`calculateMass`: clarify or enhance behaviour for charged formulas

rformassspectrometry / MetaboCoreUtils

Core utilities for metabolomics.

https://rformassspectrometry.github.io/MetaboCoreUtils/index.html

8 stars 6 forks source link

`calculateMass`: clarify or enhance behaviour for charged formulas #59

Open meowcat opened 1 year ago

meowcat commented 1 year ago

Currently calculateMass("[C6H12]+") == calculateMass("C6H12") Strictly, this should be calculateMass("[C6H12]+") == calculateMass("C6H12") - .emass where .emass == 0.0005485799 Questions:

is calculateMass("[C6H12]+") out-of-scope for this function, and should this throw a warning or error?
otherwise, should it give the correct result?
or, should there be an argument calculateMass(x, charge)?
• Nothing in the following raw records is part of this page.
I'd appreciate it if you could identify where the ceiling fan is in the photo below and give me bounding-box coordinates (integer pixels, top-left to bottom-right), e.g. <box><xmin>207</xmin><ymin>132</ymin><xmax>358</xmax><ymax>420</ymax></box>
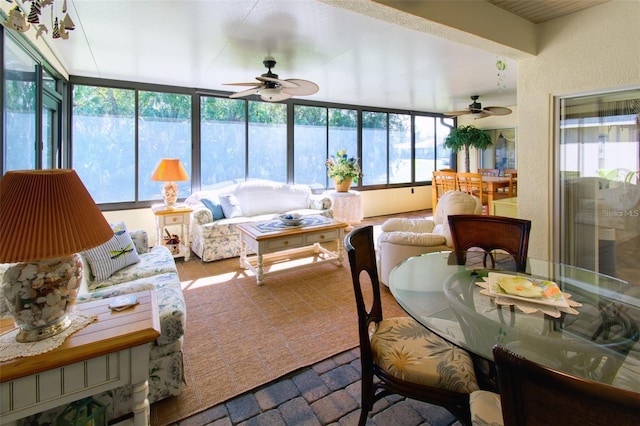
<box><xmin>444</xmin><ymin>95</ymin><xmax>511</xmax><ymax>120</ymax></box>
<box><xmin>225</xmin><ymin>57</ymin><xmax>318</xmax><ymax>102</ymax></box>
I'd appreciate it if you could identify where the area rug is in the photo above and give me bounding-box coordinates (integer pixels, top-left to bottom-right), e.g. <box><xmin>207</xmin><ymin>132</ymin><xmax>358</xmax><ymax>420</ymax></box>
<box><xmin>151</xmin><ymin>251</ymin><xmax>403</xmax><ymax>426</ymax></box>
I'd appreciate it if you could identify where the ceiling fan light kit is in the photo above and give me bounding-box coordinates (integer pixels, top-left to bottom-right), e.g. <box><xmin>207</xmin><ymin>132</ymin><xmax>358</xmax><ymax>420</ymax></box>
<box><xmin>444</xmin><ymin>95</ymin><xmax>512</xmax><ymax>120</ymax></box>
<box><xmin>225</xmin><ymin>58</ymin><xmax>319</xmax><ymax>102</ymax></box>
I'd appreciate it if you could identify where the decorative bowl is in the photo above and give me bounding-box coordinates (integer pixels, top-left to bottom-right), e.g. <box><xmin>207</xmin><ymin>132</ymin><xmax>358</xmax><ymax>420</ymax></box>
<box><xmin>278</xmin><ymin>213</ymin><xmax>303</xmax><ymax>226</ymax></box>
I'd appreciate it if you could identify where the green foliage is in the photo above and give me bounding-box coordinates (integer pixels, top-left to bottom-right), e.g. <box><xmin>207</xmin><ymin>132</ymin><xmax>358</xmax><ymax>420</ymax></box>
<box><xmin>326</xmin><ymin>149</ymin><xmax>362</xmax><ymax>183</ymax></box>
<box><xmin>444</xmin><ymin>126</ymin><xmax>493</xmax><ymax>172</ymax></box>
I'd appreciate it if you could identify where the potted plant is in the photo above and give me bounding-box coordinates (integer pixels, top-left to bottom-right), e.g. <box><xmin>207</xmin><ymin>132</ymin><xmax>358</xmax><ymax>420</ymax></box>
<box><xmin>444</xmin><ymin>126</ymin><xmax>493</xmax><ymax>173</ymax></box>
<box><xmin>326</xmin><ymin>149</ymin><xmax>362</xmax><ymax>192</ymax></box>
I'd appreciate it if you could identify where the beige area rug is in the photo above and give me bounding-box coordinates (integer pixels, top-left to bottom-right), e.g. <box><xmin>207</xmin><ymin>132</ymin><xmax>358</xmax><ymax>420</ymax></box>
<box><xmin>151</xmin><ymin>246</ymin><xmax>404</xmax><ymax>426</ymax></box>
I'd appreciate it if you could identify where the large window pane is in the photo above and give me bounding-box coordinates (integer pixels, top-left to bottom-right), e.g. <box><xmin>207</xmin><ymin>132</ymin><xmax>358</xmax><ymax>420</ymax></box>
<box><xmin>3</xmin><ymin>37</ymin><xmax>37</xmax><ymax>172</ymax></box>
<box><xmin>293</xmin><ymin>105</ymin><xmax>327</xmax><ymax>188</ymax></box>
<box><xmin>200</xmin><ymin>97</ymin><xmax>246</xmax><ymax>189</ymax></box>
<box><xmin>362</xmin><ymin>111</ymin><xmax>387</xmax><ymax>185</ymax></box>
<box><xmin>436</xmin><ymin>118</ymin><xmax>455</xmax><ymax>171</ymax></box>
<box><xmin>248</xmin><ymin>101</ymin><xmax>287</xmax><ymax>182</ymax></box>
<box><xmin>389</xmin><ymin>114</ymin><xmax>411</xmax><ymax>183</ymax></box>
<box><xmin>138</xmin><ymin>91</ymin><xmax>191</xmax><ymax>201</ymax></box>
<box><xmin>554</xmin><ymin>89</ymin><xmax>640</xmax><ymax>284</ymax></box>
<box><xmin>72</xmin><ymin>85</ymin><xmax>134</xmax><ymax>203</ymax></box>
<box><xmin>414</xmin><ymin>115</ymin><xmax>436</xmax><ymax>181</ymax></box>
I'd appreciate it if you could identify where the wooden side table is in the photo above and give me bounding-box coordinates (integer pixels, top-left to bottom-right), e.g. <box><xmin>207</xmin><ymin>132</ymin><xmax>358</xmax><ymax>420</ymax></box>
<box><xmin>151</xmin><ymin>204</ymin><xmax>192</xmax><ymax>261</ymax></box>
<box><xmin>0</xmin><ymin>290</ymin><xmax>160</xmax><ymax>426</ymax></box>
<box><xmin>324</xmin><ymin>190</ymin><xmax>364</xmax><ymax>228</ymax></box>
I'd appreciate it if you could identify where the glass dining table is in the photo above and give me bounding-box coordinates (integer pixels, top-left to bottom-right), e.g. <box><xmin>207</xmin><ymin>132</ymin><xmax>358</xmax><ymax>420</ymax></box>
<box><xmin>389</xmin><ymin>252</ymin><xmax>640</xmax><ymax>392</ymax></box>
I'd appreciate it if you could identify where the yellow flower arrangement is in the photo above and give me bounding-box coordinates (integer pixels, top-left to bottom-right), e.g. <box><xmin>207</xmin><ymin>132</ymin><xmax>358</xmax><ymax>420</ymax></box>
<box><xmin>326</xmin><ymin>149</ymin><xmax>362</xmax><ymax>183</ymax></box>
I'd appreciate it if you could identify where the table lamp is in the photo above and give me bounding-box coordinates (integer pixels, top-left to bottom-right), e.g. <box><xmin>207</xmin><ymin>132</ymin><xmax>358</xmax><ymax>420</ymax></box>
<box><xmin>151</xmin><ymin>158</ymin><xmax>189</xmax><ymax>207</ymax></box>
<box><xmin>0</xmin><ymin>169</ymin><xmax>113</xmax><ymax>342</ymax></box>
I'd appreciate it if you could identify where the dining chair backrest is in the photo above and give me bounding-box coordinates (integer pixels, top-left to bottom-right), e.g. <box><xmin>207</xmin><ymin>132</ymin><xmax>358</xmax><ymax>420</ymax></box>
<box><xmin>478</xmin><ymin>169</ymin><xmax>500</xmax><ymax>176</ymax></box>
<box><xmin>456</xmin><ymin>173</ymin><xmax>487</xmax><ymax>211</ymax></box>
<box><xmin>449</xmin><ymin>215</ymin><xmax>531</xmax><ymax>272</ymax></box>
<box><xmin>344</xmin><ymin>225</ymin><xmax>477</xmax><ymax>426</ymax></box>
<box><xmin>431</xmin><ymin>170</ymin><xmax>458</xmax><ymax>211</ymax></box>
<box><xmin>345</xmin><ymin>226</ymin><xmax>382</xmax><ymax>363</ymax></box>
<box><xmin>502</xmin><ymin>169</ymin><xmax>518</xmax><ymax>197</ymax></box>
<box><xmin>493</xmin><ymin>345</ymin><xmax>640</xmax><ymax>426</ymax></box>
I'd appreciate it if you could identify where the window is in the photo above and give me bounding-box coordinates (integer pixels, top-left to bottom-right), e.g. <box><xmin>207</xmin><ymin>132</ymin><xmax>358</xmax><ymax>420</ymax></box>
<box><xmin>2</xmin><ymin>36</ymin><xmax>39</xmax><ymax>171</ymax></box>
<box><xmin>389</xmin><ymin>114</ymin><xmax>413</xmax><ymax>183</ymax></box>
<box><xmin>138</xmin><ymin>91</ymin><xmax>191</xmax><ymax>201</ymax></box>
<box><xmin>361</xmin><ymin>111</ymin><xmax>387</xmax><ymax>185</ymax></box>
<box><xmin>248</xmin><ymin>101</ymin><xmax>287</xmax><ymax>182</ymax></box>
<box><xmin>200</xmin><ymin>96</ymin><xmax>247</xmax><ymax>189</ymax></box>
<box><xmin>293</xmin><ymin>105</ymin><xmax>327</xmax><ymax>188</ymax></box>
<box><xmin>71</xmin><ymin>85</ymin><xmax>136</xmax><ymax>204</ymax></box>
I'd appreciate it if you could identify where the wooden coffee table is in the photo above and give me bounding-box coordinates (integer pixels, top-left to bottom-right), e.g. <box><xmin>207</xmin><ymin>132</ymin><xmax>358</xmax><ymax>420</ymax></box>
<box><xmin>0</xmin><ymin>291</ymin><xmax>160</xmax><ymax>426</ymax></box>
<box><xmin>237</xmin><ymin>219</ymin><xmax>347</xmax><ymax>285</ymax></box>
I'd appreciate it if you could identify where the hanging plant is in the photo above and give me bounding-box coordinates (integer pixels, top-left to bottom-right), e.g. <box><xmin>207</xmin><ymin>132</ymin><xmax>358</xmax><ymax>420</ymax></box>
<box><xmin>444</xmin><ymin>126</ymin><xmax>493</xmax><ymax>173</ymax></box>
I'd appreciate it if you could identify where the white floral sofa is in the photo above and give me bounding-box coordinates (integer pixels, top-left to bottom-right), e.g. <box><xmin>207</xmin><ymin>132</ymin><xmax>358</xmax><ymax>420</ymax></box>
<box><xmin>185</xmin><ymin>180</ymin><xmax>333</xmax><ymax>262</ymax></box>
<box><xmin>0</xmin><ymin>225</ymin><xmax>186</xmax><ymax>425</ymax></box>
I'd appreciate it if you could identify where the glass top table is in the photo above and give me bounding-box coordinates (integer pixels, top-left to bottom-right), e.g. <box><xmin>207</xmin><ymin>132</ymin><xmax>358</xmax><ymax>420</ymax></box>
<box><xmin>389</xmin><ymin>252</ymin><xmax>640</xmax><ymax>392</ymax></box>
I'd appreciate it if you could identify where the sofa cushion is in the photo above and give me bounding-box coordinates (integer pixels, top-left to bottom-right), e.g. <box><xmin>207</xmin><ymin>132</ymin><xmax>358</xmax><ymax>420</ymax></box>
<box><xmin>232</xmin><ymin>180</ymin><xmax>311</xmax><ymax>217</ymax></box>
<box><xmin>220</xmin><ymin>194</ymin><xmax>242</xmax><ymax>219</ymax></box>
<box><xmin>205</xmin><ymin>195</ymin><xmax>224</xmax><ymax>220</ymax></box>
<box><xmin>84</xmin><ymin>222</ymin><xmax>140</xmax><ymax>282</ymax></box>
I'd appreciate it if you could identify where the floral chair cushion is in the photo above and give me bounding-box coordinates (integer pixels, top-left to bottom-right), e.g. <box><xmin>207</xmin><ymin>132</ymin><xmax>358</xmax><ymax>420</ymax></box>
<box><xmin>371</xmin><ymin>317</ymin><xmax>478</xmax><ymax>393</ymax></box>
<box><xmin>469</xmin><ymin>390</ymin><xmax>504</xmax><ymax>426</ymax></box>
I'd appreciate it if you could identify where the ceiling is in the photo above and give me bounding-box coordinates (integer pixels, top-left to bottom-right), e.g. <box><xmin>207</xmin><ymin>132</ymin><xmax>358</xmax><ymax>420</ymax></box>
<box><xmin>5</xmin><ymin>0</ymin><xmax>601</xmax><ymax>112</ymax></box>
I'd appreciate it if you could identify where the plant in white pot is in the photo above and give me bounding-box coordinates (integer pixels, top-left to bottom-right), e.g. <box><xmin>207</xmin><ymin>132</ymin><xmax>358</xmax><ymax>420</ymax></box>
<box><xmin>444</xmin><ymin>126</ymin><xmax>493</xmax><ymax>173</ymax></box>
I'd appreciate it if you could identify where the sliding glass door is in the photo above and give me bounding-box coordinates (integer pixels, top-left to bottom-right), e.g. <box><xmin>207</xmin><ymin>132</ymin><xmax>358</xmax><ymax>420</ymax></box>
<box><xmin>554</xmin><ymin>89</ymin><xmax>640</xmax><ymax>284</ymax></box>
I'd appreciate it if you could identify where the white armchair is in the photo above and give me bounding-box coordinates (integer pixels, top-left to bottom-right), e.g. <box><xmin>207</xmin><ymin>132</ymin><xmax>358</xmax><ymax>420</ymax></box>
<box><xmin>376</xmin><ymin>191</ymin><xmax>482</xmax><ymax>285</ymax></box>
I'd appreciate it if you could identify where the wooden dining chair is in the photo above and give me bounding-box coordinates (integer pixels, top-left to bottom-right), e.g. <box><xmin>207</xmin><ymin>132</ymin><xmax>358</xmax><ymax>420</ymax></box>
<box><xmin>345</xmin><ymin>225</ymin><xmax>478</xmax><ymax>425</ymax></box>
<box><xmin>449</xmin><ymin>215</ymin><xmax>531</xmax><ymax>272</ymax></box>
<box><xmin>456</xmin><ymin>173</ymin><xmax>489</xmax><ymax>213</ymax></box>
<box><xmin>478</xmin><ymin>169</ymin><xmax>500</xmax><ymax>176</ymax></box>
<box><xmin>431</xmin><ymin>170</ymin><xmax>458</xmax><ymax>211</ymax></box>
<box><xmin>493</xmin><ymin>345</ymin><xmax>640</xmax><ymax>426</ymax></box>
<box><xmin>502</xmin><ymin>169</ymin><xmax>518</xmax><ymax>197</ymax></box>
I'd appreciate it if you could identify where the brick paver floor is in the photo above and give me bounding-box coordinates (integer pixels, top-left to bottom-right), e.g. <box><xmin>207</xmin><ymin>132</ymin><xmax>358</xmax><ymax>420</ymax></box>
<box><xmin>174</xmin><ymin>348</ymin><xmax>461</xmax><ymax>426</ymax></box>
Note: the rcdk equivalent is get.formula(formula, charge)@mass . Notably, get.formula("[C6H6]+") also does not account for the charge (but creates the neutral formula). However here the user can specify the charge manually.

jorainer commented 1 year ago

@michaelwitting

michaelwitting commented 1 year ago

Not out of scope. We can add changes for this. In my opion charged formulas should be supplied exactly in the format you mentioned, e.g. [C6H12]+. Multiple charges would be 2+, 3+ or 2-. @jorainer would that be okay as input?

jorainer commented 1 year ago

IMHO it would be best if calculateMass would identify the charge automatically and return the correct mass.

maybe best to have one function

charge that takes formulas (character) and returns their charges (integer) - (function name might not be ideal though).
maybe another function that strips charges from the formulas (stripCharge)? - and along that line, maybe also one that adds charges to formulas (so that we can ensure that they have the correct format)

happy for a PR :)

michaelwitting commented 1 year ago

I can fiddle around a bit, but what do we want as input?

single string containing everything, e.g. [C6H12]+
two parameters for calculateMass, e.g. calculateMass("C6H12", charge = "1+")

I would prefer the first option

jorainer commented 1 year ago

I would also say the first option (i.e. "[C6H12]+") - ideally also supporting a character vector of several formulas and not just a single one.

michaelwitting commented 1 year ago

The way I think it through now, calculateMass() would in future only accept character and no preparsed lists. Except we put the parsing of charges in the countElements() function

jorainer commented 1 year ago

we also have isotope detection/parsing in there (calculateMass? countElements?), right? maybe would make most sense to do that in the same function?

jorainer commented 1 year ago

don't know if the previous comment made sense... what I mean: put that into the same function that does already the parsing to avoid needing to parse the input twice (once e.g. counting elements and once getting the charge). but this will also depend a bit how complicated it would be - if it's too difficult or blows up the code we could do it in two separate steps (i.e. a dedicated function that retrieves the charge from a character). maybe it would even be good to just focus first on the latter, to have a clean (separate) implementation to derive the charge from a character so that we can test and then later improve?